I can’t stop staring at the sailing boat which is tightly hugged by the ocean. As I stand in awe in front of Hopper’s painting, I contemplate his work. Edward Hopper truly has a hand for capturing scenic reality onto canvas. When I compare his art to my own, I see how far my artistic talent is lacking behind. I wonder whether I’ll ever reach a point where my paintings are good enough to be sold and presented in galleries. Being honest with myself, I know that my painting skills are nowhere near of turning them into a profitable profession.
Good that I have no intentions to earn my living with artwork anyway. Instead I’ve chosen to pursue a career in statistics. But even with statistics, I sometimes doubt my suitability for the job. On half of my days, I’m confident in my ability to do well as a statistician, whereas on the other half I believe that I’m not bright enough for the role after all. I doubt myself especially when I encounter people who surpass my grasp of data analysis by heads.
I’m not one of the best, my abilities are not the best, thus, I’m unsuitable for the job.
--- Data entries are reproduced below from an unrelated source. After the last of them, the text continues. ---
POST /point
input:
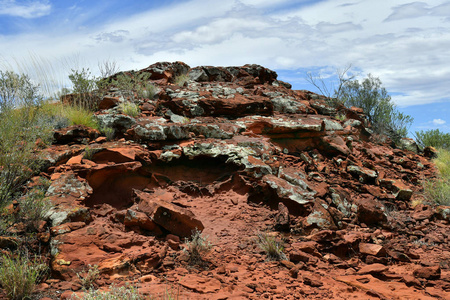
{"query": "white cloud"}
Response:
(24, 9)
(409, 10)
(409, 53)
(438, 122)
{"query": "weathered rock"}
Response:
(372, 249)
(230, 152)
(370, 210)
(373, 269)
(177, 220)
(430, 273)
(282, 219)
(75, 134)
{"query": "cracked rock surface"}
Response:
(234, 152)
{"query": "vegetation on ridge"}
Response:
(372, 97)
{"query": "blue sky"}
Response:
(404, 43)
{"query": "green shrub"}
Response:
(108, 132)
(133, 84)
(60, 115)
(80, 116)
(271, 246)
(34, 207)
(377, 105)
(438, 190)
(84, 85)
(89, 277)
(180, 80)
(371, 96)
(88, 153)
(22, 126)
(19, 276)
(434, 138)
(115, 293)
(129, 108)
(197, 247)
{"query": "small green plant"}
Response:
(132, 85)
(434, 138)
(180, 80)
(438, 190)
(19, 275)
(341, 117)
(114, 293)
(88, 278)
(88, 153)
(61, 115)
(34, 207)
(368, 94)
(197, 247)
(84, 85)
(271, 246)
(22, 126)
(129, 108)
(108, 132)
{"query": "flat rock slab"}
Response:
(176, 219)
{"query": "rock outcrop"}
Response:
(231, 152)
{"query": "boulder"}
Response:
(176, 219)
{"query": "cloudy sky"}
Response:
(406, 44)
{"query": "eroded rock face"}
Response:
(232, 152)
I’ve landed at this conclusion several times before, not only in regard to my professional career, but also regarding my hobbies, skills, and even character traits. At least it appears like I’m not the only one to derive such a shattering self-judgement. Recently, a friend shared with me the insecurities she feeds about her wish of becoming a foster mother. Despite her yearlong conviction to child fostering, she suddenly claimed she lacked certain qualities required for good parenting. I disagreed. In my opinion, she combines all the patience, empathy, and love that children need to grow up soundly. With this staunch belief in her capabilities, I wanted to help her overcome all self-doubts. I searched for the right words of advice, and while doing so, a flaring insight rushed through me.
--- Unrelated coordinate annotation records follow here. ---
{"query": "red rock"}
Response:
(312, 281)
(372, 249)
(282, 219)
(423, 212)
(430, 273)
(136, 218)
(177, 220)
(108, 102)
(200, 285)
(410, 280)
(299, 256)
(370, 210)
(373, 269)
I realised the fatality in assuming one has to be the best in order to be fit for a specific task, activity, or job. From a young age, the system reinforces us to presume that we have to be the best if we want to succeed in life. School grades, academic degrees, occupational performance indicators – they all assess our value based on personal aptitude at a given point in time. Through better performance scores, we earn a higher societal standing. Consequently, a pressure of having to be the best fortifies in us, which, at the same time, lets worries of not being good enough emerge. Personal shortcomings are rendered as nothing more than a hurdle, a flaw to get rid of as soon as possible. We cultivate this exact mindset even though it is as unhealthy as three nights without sleep.
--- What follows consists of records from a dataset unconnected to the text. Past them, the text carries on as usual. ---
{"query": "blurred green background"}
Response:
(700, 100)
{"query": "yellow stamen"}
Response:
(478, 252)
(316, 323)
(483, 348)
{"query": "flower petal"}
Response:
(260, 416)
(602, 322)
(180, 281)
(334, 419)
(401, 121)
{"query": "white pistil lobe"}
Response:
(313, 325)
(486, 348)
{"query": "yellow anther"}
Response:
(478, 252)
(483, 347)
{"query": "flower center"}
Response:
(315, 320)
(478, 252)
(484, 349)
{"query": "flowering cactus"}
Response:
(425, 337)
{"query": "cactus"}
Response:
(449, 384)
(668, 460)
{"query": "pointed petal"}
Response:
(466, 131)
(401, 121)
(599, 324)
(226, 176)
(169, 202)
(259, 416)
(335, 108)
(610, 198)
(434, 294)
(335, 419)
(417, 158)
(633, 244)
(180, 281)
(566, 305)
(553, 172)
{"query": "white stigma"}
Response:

I ask you, what do you deem as more valuable in the long run: a natural talent which leads to temporary top marks, or a motivation that will dodge no sweat in order to improve beyond mere talent. Eventually, talent alone will leave you stagnating, while strong willpower, a devotion to becoming better, will keep you rising up towards the league of the best. So, next time you wonder if you really are the best or right person for something, determine how eagerly you want to learn more about the subject at hand. Don’t just compare your current capabilities to the field’s highest performers. You will, without any doubts, present a worthy, suitable candidate for the job if you are prepared to invest hard work into developing whatever skills and abilities it takes.
Hopper’s masterpiece, the Martha McKeen, demonstrated to me what grandiose artwork looks like. At the same time, it sparked my creative inspiration and fuelled my commitment to refining my painting skills. I left the Hopper exhibition feeling enthusiastic about grabbing my brushes to experiment with new painting techniques.
Today, the visit at the art gallery dates back about two months ago. Since then, I’ve managed to rework all of my existing paintings, touching up on their colour profile by playing with light and shadow in a more sophisticated way than ever before. Seeing this artistic upgrade in all of my paintings, I’ve gained new momentum for my creative endeavours. Who knows, my pictures may meet the walls of an art gallery at some point in the future after all. They might even share a space with Hopper’s canvasses. Until then, I’ve promised myself that I’ll not let my doubts get the better of me again because what matters is to keep moving forward, growing more expertise and skill with every day.